It was just after midnight on an unseasonably warm Christmas Eve when Morre and Marcus stepped off the plane at Logan Airport. They carried precious cargo: their newborn daughter Madison needed emergency heart surgery at Boston Children’s Hospital.
Madison was the couple’s first child. Like most expectant parents, Morre and Marcus were overwhelmed with joyous anticipation as the pregnancy progressed. They decorated their baby’s nursery and picked out a name: Madison, which means “gift from God.”
But at Morre’s 20-week ultrasound, the couple’s joy was tempered by some troubling news.
Madison had complex congenital heart disease. The prognosis was not good.
Doctors near the family’s home in North Carolina first thought Madison had a disease called hypoplastic left heart syndrome, or HLHS, which means the left side of the heart is so underdeveloped that it can’t pump enough oxygenated blood throughout the body. After a follow-up appointment with a local pediatric cardiologist; however, Morre and Marcus learned there was more to the story.
While Madison’s heart showed signs of problems, including a hole called a ventricular septal defect, she did not have true HLHS. Still, she would need corrective surgery at around six months of age.
“We were relieved,” says Morre. “We were still afraid that our precious baby girl would need a major surgery, but we were also happy that we were told the survival rate was good.”
Madison was born on Nov. 28, 2015.
After her standard newborn screening, Madison’s medical team suggested further testing. The tests showed Madison needed advanced care, so the team recommended a transfer to a local pediatric hospital where Madison could get the specialized care she needed.
There, Morre and Marcus learned about complication after complication. Madison had supraventricular tachycardia, or SVT, which meant her heart was beating much too fast, and a narrowed aortic arch — the vessel that delivers oxygenated blood out of the heart to the rest of the body could not handle the full amount of blood flow.
“I was sitting in the hospital room, talking with Marcus about getting a second opinion, and one of Maddy’s nurses walked by. She had heard our conversation and brought in the head of cardiology, who then advised us that she had a contact at Boston Children’s Hospital — a specific cardiologist she knew there — [Dr.] Gerry Marx.”

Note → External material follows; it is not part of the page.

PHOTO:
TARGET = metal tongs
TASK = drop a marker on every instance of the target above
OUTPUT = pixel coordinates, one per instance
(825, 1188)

Morre and Marcus made the call, and in no time had made arrangements to fly to Boston with their fragile baby girl. Madison was in the operating room by 8 a.m. on Christmas Eve morning.
Heart surgery and recovery
Madison’s first surgery enlarged her aorta, closed the ventricular septal defect and replaced her mitral valve. She recovered well and appeared ready for discharge when her heart suddenly started to fail again. It was drastic and fast, and she needed a machine called ECMO (Extracorporeal Membrane Oxygenation) to keep her heart and lungs functioning.
Eventually, Madison could survive without the machine, but she needed a repeat surgery.
“Dr. [A.K.] Kaza was our savior,” says Morre. “He promised us he would do whatever he could to save Maddy. He told us, ‘You will take your baby home.’”
“I’m a professional project manager, so I was upfront about wanting to be involved with the care plan every step of the way,” says Morre. “Maddy’s team really let me in and kept me updated on every new development.”
How’s Madison doing now?
“She’s doing great!” Morre reports proudly. “She’s meeting milestones, rolling over, standing and attempting to hold on to things. She waves ‘bye’ and says ‘Momma,’ ‘Dadda,’ ‘hi’ and ‘yes.’”
Back at home, Morre volunteers at Levine hospital as a patient navigator, helping other families going through complicated medical situations. She’s paying it forward and using her experience to educate others.
“I didn’t know how strong I was until I had this little girl,” she says. “Maddy is a modern-day miracle.”